Долго еще бормотала Феодосья, расспрашивая Господа, в чем конкретно может она усмирить свою плоть ради других варничных страдальцев?

Сказать правду, более всего боялась Феодосья наказания за свой грех чадцу в утробе. Но произносить вслух его опасалась, почто лишний раз Богу напоминать о любострастном грехе? Он хоть и зрит все, но тоже, небось, об чем-то и запамятовать может. Забывает же иной раз об ином тотьмиче: живет жена али муж девяносто лет, уж просит смерти, а Боженька никак вспомнить о них не может. Вот и решила Феодосья, сама себе в том не признаваясь, даже, возможно, об том и не догадываясь, завоевать прощение беззаконному чадцу Агеюшке, молясь об спасении и облегчении потуг солеварочных рабочих.

Она принялась хлопотать с молитвою. Кормила смиренно мужа Юдашку щами и пирогом, провожала его до ворот, держа за сапог в стременах. А вечером легла на сундук в светелке. Юда, пошарив жену на одре, сыскал ея лежащей на верхнем этаже в комнате для рукоделия.

– Ты чего это, жена, сдеся делаешь? Пошли-ка.

– Я здесь почивать буду.

– С чего это?

– Среда сегодня. Для любодейства – грех.

– Будет тебе! Грех, пока ноги вверх. Али я тебе не муж?

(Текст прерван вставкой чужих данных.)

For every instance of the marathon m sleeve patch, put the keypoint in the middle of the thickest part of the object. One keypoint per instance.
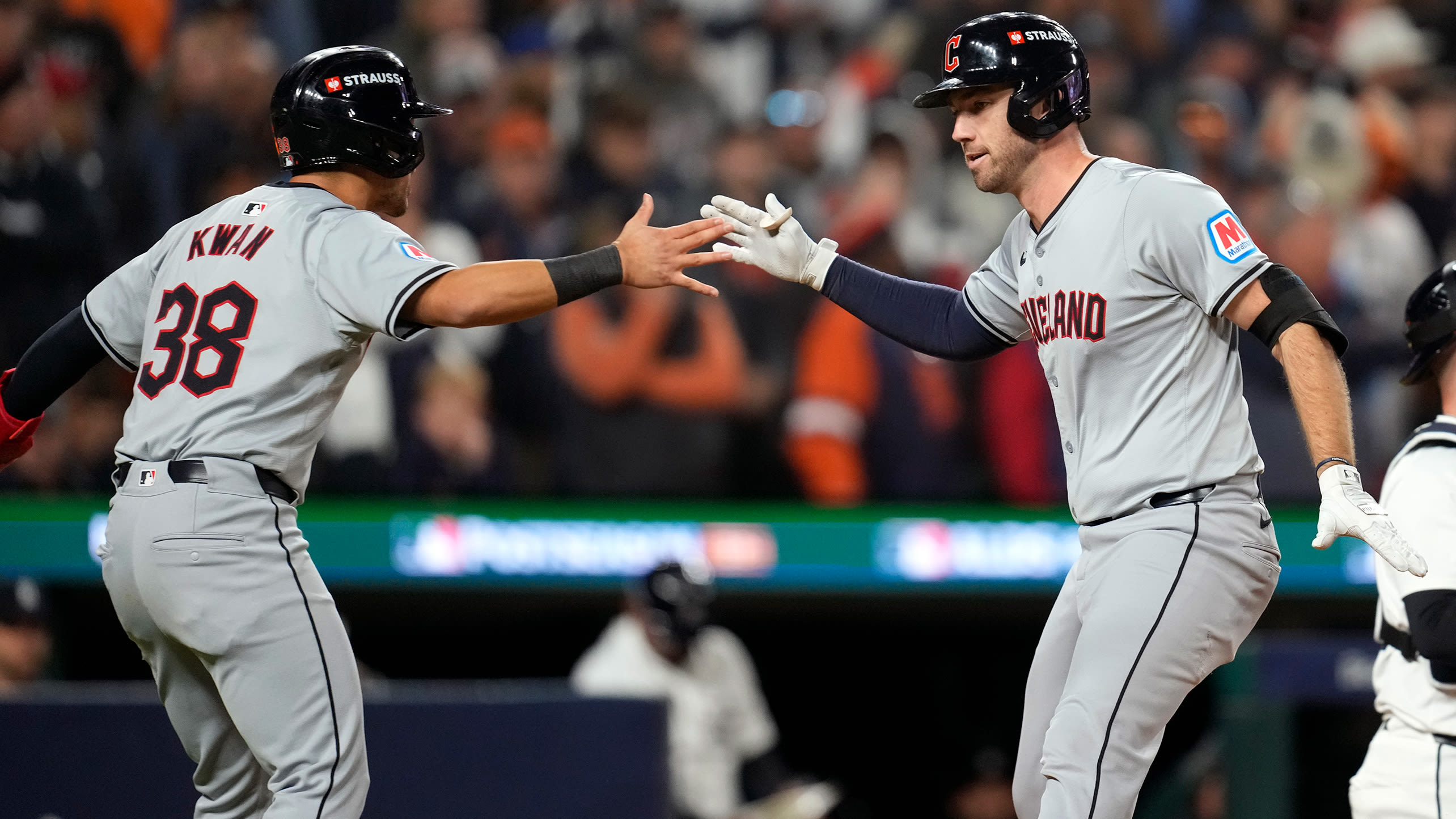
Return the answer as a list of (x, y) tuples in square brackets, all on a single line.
[(1231, 242)]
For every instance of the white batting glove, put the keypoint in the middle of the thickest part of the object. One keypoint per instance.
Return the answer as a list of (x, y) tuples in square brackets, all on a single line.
[(788, 253), (1347, 510)]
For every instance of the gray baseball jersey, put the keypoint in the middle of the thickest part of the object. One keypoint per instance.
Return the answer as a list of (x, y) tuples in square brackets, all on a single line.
[(245, 324), (1123, 290)]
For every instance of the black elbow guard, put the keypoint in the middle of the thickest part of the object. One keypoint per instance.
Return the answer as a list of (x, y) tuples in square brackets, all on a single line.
[(1290, 303)]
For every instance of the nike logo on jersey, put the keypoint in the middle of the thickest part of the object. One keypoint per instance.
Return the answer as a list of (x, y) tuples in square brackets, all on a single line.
[(1066, 316), (227, 240)]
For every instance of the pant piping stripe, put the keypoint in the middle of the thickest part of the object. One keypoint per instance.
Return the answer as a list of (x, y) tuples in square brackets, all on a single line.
[(328, 683), (1107, 736)]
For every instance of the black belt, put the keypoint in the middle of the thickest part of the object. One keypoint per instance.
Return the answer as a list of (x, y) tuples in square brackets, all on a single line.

– Не пойду! – неожиданно сурово ответила Феодосья.

– Али мне холопку звать при живой жене? – оскорбленный ея тоном, зло бросил Юда.

– Уйди, насильник злой! – вскричала Феодосья. – Воздержавшись в среду, и пятницу, и святую субботу, и светлое воскресенье, запишется Ангелом в книгу добрых деяний. Либо запишет ангел сатаны в книгу злых деяний.

– В собственной жене нет греха, – промолвил Юда.

– Среда сегодня! Святая среда!

Юда схватил Феодосью за ворот душегреи и сволок с сундука.

– Ну так будет тебе в середу с переду, а пятницу – в задницу!..

– Господи помилуй! Господи помилуй! Господи помилуй! – принялась восклицать Феодосья.

Она широко раскрыла глаза и истово исторгала свое «господи помилуй», пока Юда, овладев со злобой женой своею, не бросил ея лежать на полу.

Глава пятнадцатая

Дискуссионная

– Да-а… Уж… Аер… Хм… Гм… – отец Нифонт издал различные солидные звуки и принялся поправлять крест на животе.